過去、参加した皇族や王族はそれほどいないので、デルモスラウナが要求する事を承認する事は難しい事ではなかった。
では何故、今回これほどデルモスラウナがドミトルに反応してきたのかは、それはデルモスラウナの方に事情があった。
エルスドラの弟、第三神子のイクセドラが参加をしようとしたらしく、それを止める為の理由づけと、万が一ドミトルが本当にお見合いを実行した場合に対する対処だった。
アラビスレイドの方は、自国からの参加者をアイドル化しているのが理由で、自国でも人気のある者達が際限なく連れて行かれれば商売に関わるので、抗議の意味でデルモスラウナに続いて、干渉地帯から一時的に引いていたようだった。レウィングが片言で事情を話してくれた。
「それで、イクセドラは大人しくなったのか?」
ドミトルが聞くとエルスドラは首を振る。
「今は厳しい遠征に放り込んでいる。帰ってくれば少しは大人しくなっているだろう」
「そうか」
「そちらの第一皇女はお元気か?」
「もちろんだ。毎日公務を頑張っておられる」
「それは良かった。昔、会った事があるが中々会う機会に恵まれないのでな。それだけでも聞けて良かった」
エルスドラはそう言って足元に転移陣を作ると、影が増えていき隠していく。
「また会おう」
「ああ」
そう言って完全にドミトルの前から姿を消す。残ったのはドミトルと、足を掴まれているレウィングだけだった。

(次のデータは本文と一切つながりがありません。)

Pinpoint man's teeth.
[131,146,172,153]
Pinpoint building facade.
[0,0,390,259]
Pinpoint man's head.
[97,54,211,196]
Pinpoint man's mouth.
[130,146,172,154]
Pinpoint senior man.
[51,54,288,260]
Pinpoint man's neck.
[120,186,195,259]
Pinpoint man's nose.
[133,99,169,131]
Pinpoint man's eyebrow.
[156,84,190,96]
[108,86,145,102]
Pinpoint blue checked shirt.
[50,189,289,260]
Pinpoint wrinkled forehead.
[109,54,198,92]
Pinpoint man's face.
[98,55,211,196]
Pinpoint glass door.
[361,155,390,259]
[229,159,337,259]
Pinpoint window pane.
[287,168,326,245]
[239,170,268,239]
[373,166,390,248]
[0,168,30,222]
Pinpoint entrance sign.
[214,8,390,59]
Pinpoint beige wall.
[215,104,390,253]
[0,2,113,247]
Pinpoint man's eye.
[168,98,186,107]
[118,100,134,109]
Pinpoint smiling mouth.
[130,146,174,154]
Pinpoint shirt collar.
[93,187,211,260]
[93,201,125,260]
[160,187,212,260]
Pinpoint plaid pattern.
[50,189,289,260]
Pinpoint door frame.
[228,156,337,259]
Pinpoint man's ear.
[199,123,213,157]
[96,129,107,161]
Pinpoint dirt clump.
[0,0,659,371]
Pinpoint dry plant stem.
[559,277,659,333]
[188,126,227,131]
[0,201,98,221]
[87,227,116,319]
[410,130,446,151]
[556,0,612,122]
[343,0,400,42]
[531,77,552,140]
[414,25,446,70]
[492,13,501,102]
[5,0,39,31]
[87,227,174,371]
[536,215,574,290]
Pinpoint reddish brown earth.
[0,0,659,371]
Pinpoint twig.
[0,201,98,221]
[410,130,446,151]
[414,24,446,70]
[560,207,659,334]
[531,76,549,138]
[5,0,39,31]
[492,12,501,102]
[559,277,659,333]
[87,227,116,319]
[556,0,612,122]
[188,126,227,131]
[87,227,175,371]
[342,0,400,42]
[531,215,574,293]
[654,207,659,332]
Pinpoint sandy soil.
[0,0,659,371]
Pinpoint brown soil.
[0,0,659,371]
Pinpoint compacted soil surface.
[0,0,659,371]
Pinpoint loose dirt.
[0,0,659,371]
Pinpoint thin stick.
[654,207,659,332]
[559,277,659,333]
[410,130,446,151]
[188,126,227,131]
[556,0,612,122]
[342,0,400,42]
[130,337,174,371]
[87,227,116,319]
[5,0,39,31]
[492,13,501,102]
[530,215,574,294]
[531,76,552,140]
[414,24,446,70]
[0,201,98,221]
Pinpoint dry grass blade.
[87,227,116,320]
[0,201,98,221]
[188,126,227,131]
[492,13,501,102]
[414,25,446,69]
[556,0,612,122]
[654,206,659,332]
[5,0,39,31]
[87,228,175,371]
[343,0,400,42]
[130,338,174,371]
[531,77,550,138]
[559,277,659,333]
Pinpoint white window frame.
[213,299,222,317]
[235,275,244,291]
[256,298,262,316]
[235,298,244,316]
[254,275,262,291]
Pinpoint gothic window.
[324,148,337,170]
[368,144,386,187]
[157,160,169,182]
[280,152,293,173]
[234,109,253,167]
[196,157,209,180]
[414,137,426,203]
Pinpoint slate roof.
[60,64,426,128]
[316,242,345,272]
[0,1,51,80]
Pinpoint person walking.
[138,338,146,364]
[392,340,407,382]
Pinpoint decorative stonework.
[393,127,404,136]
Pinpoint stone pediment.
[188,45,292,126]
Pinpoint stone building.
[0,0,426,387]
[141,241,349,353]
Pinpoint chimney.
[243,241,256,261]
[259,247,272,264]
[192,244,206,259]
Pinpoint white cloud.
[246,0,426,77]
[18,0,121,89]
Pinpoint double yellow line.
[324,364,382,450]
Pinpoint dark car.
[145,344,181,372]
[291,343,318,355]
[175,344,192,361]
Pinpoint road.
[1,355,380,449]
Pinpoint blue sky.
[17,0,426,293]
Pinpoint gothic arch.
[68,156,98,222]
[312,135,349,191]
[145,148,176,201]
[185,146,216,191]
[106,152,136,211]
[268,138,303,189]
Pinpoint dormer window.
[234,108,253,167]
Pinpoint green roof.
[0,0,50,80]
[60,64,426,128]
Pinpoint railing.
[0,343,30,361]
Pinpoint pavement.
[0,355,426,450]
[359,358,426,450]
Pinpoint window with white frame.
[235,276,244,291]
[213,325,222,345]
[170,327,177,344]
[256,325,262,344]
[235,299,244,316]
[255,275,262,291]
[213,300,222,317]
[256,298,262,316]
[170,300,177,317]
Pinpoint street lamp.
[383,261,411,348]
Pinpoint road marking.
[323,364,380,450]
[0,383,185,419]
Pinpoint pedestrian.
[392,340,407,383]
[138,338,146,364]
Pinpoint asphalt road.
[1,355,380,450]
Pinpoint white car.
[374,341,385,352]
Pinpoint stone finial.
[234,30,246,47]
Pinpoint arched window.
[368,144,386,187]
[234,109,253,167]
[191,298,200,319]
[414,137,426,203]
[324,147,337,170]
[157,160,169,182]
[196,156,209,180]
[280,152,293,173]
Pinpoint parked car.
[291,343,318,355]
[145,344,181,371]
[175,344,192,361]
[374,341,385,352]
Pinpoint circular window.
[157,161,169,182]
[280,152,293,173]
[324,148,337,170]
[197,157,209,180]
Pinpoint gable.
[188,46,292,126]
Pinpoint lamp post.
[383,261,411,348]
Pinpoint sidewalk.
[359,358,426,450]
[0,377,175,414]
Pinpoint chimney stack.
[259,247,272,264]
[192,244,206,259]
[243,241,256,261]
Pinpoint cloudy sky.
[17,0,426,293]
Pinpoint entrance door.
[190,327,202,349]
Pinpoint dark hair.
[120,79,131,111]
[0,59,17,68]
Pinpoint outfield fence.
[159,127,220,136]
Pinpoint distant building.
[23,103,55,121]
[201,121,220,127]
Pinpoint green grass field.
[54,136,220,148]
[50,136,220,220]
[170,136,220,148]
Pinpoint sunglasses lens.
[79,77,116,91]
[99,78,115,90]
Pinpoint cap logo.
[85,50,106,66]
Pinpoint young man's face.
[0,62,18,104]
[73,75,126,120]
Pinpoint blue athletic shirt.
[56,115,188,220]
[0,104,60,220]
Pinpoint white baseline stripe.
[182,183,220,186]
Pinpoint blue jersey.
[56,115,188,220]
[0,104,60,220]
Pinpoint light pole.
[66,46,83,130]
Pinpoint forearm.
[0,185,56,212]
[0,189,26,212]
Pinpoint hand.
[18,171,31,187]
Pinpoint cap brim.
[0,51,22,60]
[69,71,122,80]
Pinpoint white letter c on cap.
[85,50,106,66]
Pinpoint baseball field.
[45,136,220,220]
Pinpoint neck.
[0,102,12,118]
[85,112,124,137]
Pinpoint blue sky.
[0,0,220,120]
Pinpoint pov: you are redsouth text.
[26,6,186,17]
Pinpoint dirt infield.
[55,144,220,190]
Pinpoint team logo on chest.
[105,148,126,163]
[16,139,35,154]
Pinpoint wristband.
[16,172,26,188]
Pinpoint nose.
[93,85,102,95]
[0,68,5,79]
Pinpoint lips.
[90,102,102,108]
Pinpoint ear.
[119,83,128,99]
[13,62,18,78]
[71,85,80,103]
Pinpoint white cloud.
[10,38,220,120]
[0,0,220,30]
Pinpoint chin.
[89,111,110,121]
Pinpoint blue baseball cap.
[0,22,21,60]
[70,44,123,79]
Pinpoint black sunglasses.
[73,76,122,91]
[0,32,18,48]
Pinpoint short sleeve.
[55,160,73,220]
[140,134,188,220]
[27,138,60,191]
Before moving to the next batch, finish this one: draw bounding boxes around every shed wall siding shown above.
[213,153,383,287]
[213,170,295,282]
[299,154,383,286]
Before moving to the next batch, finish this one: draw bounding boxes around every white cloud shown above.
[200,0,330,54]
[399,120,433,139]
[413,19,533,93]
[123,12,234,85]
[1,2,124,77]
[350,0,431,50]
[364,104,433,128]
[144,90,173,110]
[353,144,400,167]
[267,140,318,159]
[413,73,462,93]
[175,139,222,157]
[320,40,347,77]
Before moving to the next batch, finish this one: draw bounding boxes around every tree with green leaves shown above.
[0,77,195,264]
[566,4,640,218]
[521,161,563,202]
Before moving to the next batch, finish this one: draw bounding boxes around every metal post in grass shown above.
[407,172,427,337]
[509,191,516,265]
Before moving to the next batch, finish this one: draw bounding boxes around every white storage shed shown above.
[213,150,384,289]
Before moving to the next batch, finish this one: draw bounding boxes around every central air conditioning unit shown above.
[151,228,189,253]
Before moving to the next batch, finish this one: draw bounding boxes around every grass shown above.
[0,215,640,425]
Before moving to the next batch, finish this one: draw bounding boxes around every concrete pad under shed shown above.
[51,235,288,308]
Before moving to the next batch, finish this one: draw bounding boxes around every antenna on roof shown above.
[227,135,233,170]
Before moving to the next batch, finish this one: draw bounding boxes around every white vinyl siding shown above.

こいつをどうするか、と考えていたドミトルはアラビスレイド光王国がある方向を見る。
迎えにきてくれるとありがたいのだが、そんな都合のいい事はなかった。
内心諦めつつ自分で送る方向に考えを変えていくドミトルだが、そんな時、掴んでいる手元が揺れる。
レウィングがドミトルの方を見ていた。
「早く足を離してくれませんか?」
「復活したな」
エルスドラがいなくなってから、そんなに時間が経つ事なくレウィングに動くだけの元気が戻る。
余程デルモスラウナのエルスドラに恐怖を抱いていたのかと、レウィングに対して思っていた。
「全く怖くないですからね」
逆さ吊りのまま血の気の引いた顔色で言ってくる。
「ああ、そうだな」
「怖くないですからね」
「あの状況で良くやったと思うぞ」
国の代表者二人を前に気絶しなかっただけでも凄い事だとドミトルは本気で思っていた。
しかも相手の一人は過激な宗教国家の神子で、現れる前からレウィングを殺すと決めていたので、ドミトルが掴んでいなければ今この場で生きていない。
走って逃げたとしても間に合わなかっただろう。
「下ろすぞ」
ドミトルがそう言ってから手を離す。
レウィングはクルリと回転して地面に膝をつけて着地した。
ドミトルが自分の魔力を使ってエルスドラの魔力から守っていたので、二つの魔力が衝突した時にかなり揺れたらしく、今もレウィングの体はグラグラとしている。そのまま倒れてもおかしくなかった。
「俺に送られるのは嫌だろうな。仕方ない」
ドミトルは剣をゆっくりと抜くと、片手で持ってアラビスレイドの方向に剣先を向ける。
「さぁて、何発でくるかな」
腕を回すだけで剣が簡単に動く。回転した剣を半分までゆっくりとした動作で動かした後、地面を削るように剣を振り抜いた。